Created on 05-29-2017 06:17 AM - edited 08-18-2019 12:39 AM
@mqureshi The cluster currently only has one active name node.
Is there a better way to find out the 'Active Node' ? I used the following as well.. but does not distinguish
curl --user admin:admin http://dh01.int.belong.com.au:8080/api/v1/clusters/belong1/host_components?HostRoles/component_name=...

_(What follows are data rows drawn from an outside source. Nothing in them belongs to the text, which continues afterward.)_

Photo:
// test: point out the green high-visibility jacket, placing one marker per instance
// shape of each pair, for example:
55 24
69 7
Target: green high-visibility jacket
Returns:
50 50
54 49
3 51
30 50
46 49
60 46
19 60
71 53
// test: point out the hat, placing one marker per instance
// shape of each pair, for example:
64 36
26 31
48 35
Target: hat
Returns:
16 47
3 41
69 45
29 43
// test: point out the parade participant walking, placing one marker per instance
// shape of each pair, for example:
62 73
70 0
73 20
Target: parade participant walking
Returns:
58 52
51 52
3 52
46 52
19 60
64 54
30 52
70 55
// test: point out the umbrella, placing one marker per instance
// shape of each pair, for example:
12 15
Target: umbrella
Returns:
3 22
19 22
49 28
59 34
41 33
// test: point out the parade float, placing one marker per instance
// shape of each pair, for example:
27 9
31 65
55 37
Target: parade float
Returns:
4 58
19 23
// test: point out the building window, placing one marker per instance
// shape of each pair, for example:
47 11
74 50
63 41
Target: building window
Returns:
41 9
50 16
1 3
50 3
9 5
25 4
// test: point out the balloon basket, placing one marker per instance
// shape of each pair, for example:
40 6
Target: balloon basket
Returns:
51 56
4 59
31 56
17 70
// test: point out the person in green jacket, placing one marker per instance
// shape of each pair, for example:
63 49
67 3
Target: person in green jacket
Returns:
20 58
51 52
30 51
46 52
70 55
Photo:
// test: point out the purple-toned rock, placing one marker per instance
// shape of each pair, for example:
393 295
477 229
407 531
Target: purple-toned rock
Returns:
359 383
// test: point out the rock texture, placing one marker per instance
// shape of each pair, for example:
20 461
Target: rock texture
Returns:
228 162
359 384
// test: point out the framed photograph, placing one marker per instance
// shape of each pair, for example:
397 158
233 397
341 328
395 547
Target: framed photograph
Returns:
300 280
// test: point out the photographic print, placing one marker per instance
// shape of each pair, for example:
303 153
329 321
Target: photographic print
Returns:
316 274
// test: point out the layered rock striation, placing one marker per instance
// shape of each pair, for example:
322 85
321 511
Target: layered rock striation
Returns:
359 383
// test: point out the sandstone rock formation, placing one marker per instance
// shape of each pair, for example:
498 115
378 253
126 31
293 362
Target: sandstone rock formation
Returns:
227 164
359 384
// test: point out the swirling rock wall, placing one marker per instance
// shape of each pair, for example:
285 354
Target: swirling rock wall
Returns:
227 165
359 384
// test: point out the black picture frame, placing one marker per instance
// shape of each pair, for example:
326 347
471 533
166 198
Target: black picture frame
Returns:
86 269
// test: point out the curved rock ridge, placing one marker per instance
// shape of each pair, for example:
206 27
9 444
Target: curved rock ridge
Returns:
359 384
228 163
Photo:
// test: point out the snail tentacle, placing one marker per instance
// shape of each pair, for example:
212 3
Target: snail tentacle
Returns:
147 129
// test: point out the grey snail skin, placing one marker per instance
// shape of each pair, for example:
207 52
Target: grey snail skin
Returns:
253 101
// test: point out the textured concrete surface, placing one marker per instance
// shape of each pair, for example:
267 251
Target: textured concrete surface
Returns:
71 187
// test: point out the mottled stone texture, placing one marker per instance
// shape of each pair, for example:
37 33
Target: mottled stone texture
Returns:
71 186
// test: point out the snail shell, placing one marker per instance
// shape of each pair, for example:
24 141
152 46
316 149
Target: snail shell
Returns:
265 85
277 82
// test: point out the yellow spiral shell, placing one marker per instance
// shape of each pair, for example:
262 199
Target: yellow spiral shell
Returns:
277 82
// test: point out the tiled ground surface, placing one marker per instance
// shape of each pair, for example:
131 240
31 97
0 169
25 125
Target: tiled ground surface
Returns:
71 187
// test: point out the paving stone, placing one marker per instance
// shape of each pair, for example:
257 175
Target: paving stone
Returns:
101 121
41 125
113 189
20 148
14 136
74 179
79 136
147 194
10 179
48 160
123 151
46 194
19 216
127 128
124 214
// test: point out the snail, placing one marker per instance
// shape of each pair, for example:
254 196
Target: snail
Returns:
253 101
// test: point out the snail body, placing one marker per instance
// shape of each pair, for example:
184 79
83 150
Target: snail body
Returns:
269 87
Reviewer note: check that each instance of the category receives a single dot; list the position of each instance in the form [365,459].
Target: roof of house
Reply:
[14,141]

dh01 ~]$ curl --user admin:admin http://dh01.int.belong.com.au:8080/api/v1/clusters/belong1/host_components?HostRoles/component_name=... [1] 16533 -bash: metrics/dfs/FSNamesystem/HAState=active: No such file or directory [ayguha@dh01 ~]$ { "href" : "http://dh01.int.belong.com.au:8080/api/v1/clusters/belong1/host_components?HostRoles/component_name=NAMENODE", "items" : [ { "href" : "http://dh01.int.belong.com.au:8080/api/v1/clusters/belong1/hosts/dh01.int.belong.com.au/host_components/NAMENODE", "HostRoles" : { "cluster_name" : "belong1", "component_name" : "NAMENODE", "host_name" : "dh01.int.belong.com.au" }, "host" : { "href" : "http://dh01.int.belong.com.au:8080/api/v1/clusters/belong1/hosts/dh01.int.belong.com.au" } }, { "href" : "http://dh01.int.belong.com.au:8080/api/v1/clusters/belong1/hosts/dh02.int.belong.com.au/host_components/NAMENODE", "HostRoles" : { "cluster_name" : "belong1", "component_name" : "NAMENODE", "host_name" : "dh02.int.belong.com.au" }, "host" : { "href" : "http://dh01.int.belong.com.au:8080/api/v1/clusters/belong1/hosts/dh02.int.belong.com.au" } } ] }
Also hdfs-site.xml does not have the property dfs.namenode.rpc-address.